Burrhead shiner
- Conservation status: Least Concern (IUCN 3.1)

Scientific classification
- Kingdom: Animalia
- Phylum: Chordata
- Class: Actinopterygii
- Order: Cypriniformes
- Family: Leuciscidae
- Subfamily: Pogonichthyinae
- Genus: Alburnops
- Species: A. asperifrons
- Binomial name: Alburnops asperifrons (Suttkus & Raney, 1955)
- Synonyms: Notropis asperifrons Suttkus & Raney, 1955;

= Burrhead shiner =

- Authority: (Suttkus & Raney, 1955)
- Conservation status: LC
- Synonyms: Notropis asperifrons Suttkus & Raney, 1955

Species of fish

The burrhead shiner (Alburnops asperifrons) is a species of freshwater ray-finned fish in the family Leuciscidae, the shiners, daces and minnows.

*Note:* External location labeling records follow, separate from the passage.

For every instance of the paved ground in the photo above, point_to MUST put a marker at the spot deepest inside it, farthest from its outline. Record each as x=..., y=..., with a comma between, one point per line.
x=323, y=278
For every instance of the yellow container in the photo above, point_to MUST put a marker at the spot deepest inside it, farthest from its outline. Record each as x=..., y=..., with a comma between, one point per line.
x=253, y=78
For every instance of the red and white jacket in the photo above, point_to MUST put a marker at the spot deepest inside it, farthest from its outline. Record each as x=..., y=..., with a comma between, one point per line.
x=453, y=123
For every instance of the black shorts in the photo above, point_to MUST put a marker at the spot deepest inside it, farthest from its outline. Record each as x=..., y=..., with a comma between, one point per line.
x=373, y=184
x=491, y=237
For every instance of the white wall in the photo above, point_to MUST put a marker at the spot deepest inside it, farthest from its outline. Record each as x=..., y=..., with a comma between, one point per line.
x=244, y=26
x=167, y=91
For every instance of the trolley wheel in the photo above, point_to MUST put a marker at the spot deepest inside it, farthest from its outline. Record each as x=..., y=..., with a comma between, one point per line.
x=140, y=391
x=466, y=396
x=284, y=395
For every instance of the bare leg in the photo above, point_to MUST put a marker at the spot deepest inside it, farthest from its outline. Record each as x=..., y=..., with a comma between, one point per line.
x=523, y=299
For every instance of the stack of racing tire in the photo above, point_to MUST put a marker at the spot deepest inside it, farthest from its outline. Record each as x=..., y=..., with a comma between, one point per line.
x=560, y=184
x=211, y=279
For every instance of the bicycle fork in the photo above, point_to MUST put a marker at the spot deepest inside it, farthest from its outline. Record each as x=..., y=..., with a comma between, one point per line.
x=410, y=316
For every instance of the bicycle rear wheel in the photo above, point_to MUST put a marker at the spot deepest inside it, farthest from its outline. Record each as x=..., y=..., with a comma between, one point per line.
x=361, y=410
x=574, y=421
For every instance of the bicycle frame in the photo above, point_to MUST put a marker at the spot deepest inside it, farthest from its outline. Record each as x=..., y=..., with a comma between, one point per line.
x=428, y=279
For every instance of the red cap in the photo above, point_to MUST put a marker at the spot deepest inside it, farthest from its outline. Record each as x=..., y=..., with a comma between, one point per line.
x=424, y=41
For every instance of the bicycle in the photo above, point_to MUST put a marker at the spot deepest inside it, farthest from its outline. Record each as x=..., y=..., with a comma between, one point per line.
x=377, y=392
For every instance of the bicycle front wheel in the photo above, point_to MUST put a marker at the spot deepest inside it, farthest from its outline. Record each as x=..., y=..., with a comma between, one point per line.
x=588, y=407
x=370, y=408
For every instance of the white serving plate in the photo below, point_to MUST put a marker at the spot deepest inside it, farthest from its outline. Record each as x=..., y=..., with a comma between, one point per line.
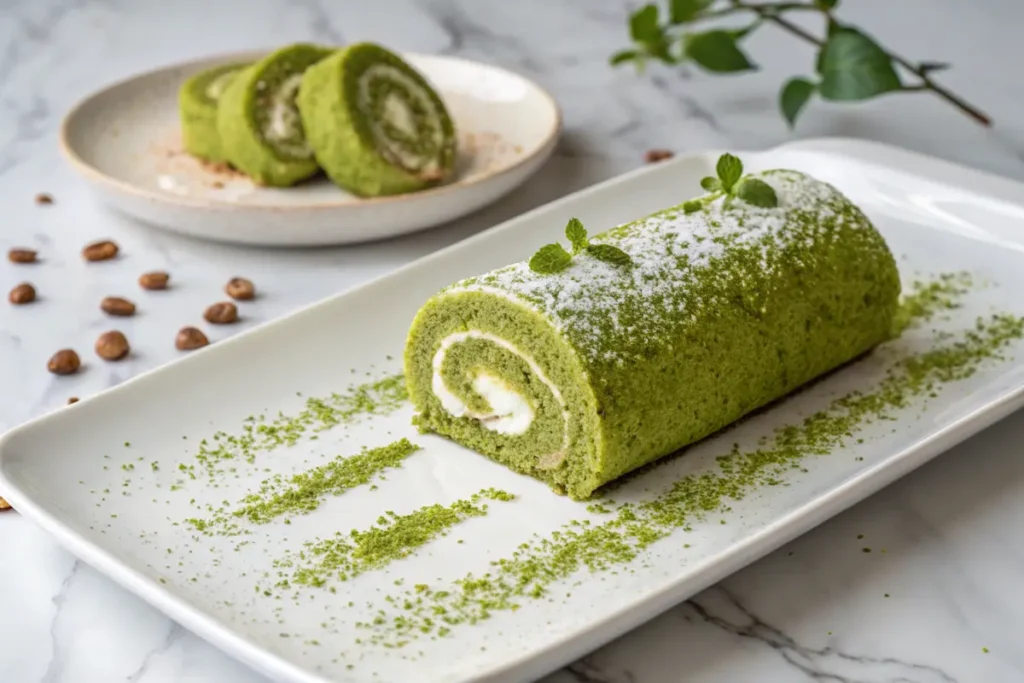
x=937, y=216
x=126, y=141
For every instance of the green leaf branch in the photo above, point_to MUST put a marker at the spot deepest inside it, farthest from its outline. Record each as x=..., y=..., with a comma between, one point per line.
x=849, y=67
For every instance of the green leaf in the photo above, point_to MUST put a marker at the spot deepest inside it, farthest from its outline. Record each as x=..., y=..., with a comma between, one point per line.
x=623, y=56
x=853, y=67
x=609, y=254
x=643, y=25
x=757, y=193
x=716, y=51
x=683, y=11
x=711, y=184
x=794, y=96
x=549, y=259
x=729, y=170
x=577, y=235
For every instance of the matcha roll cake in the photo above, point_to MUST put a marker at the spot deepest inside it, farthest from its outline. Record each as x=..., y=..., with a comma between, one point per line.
x=198, y=100
x=260, y=128
x=376, y=125
x=582, y=365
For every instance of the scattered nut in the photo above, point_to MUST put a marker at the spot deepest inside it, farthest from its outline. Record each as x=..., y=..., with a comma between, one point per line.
x=117, y=306
x=240, y=289
x=224, y=312
x=189, y=339
x=24, y=293
x=654, y=156
x=112, y=345
x=65, y=361
x=100, y=251
x=154, y=281
x=22, y=255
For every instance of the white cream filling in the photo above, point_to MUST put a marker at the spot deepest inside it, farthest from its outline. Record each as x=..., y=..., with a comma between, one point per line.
x=398, y=114
x=511, y=412
x=285, y=119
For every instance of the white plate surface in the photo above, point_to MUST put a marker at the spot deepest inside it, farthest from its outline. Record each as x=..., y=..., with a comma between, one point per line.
x=126, y=142
x=937, y=217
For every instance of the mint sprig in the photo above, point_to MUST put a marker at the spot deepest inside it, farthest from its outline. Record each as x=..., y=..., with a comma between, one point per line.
x=553, y=258
x=550, y=258
x=849, y=63
x=730, y=181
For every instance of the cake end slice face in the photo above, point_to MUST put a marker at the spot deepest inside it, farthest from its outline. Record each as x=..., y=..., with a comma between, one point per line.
x=258, y=119
x=198, y=99
x=375, y=123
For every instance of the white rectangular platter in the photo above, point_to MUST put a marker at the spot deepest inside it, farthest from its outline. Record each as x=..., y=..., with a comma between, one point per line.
x=103, y=475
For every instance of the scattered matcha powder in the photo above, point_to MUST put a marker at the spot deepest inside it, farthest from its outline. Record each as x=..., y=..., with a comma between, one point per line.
x=392, y=538
x=541, y=562
x=262, y=434
x=301, y=494
x=928, y=299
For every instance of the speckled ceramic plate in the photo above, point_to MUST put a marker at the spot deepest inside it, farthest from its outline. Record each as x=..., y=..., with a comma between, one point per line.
x=102, y=475
x=126, y=142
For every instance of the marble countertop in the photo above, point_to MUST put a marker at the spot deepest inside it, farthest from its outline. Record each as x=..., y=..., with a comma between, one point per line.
x=938, y=606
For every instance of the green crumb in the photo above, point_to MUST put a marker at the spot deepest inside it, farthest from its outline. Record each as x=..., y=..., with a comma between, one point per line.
x=392, y=538
x=260, y=434
x=537, y=565
x=301, y=494
x=928, y=299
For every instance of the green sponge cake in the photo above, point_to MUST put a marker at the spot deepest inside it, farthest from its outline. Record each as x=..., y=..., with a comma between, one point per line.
x=605, y=360
x=376, y=125
x=198, y=104
x=260, y=129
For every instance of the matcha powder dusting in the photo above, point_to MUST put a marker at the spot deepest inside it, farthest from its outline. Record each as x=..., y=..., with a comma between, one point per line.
x=262, y=434
x=392, y=538
x=626, y=530
x=301, y=494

It is endemic to the United States and occurs in the Alabama and Black Warrior River systems in southeastern Tennessee, northwestern Georgia, and Alabama, mostly above the Fall Line. It grows to 7.5 cm total length. It can be locally common and occurs in rocky and sandy pools and runs of clear creeks and small rivers, usually on or near bottom. It is state threatened in Georgia, however.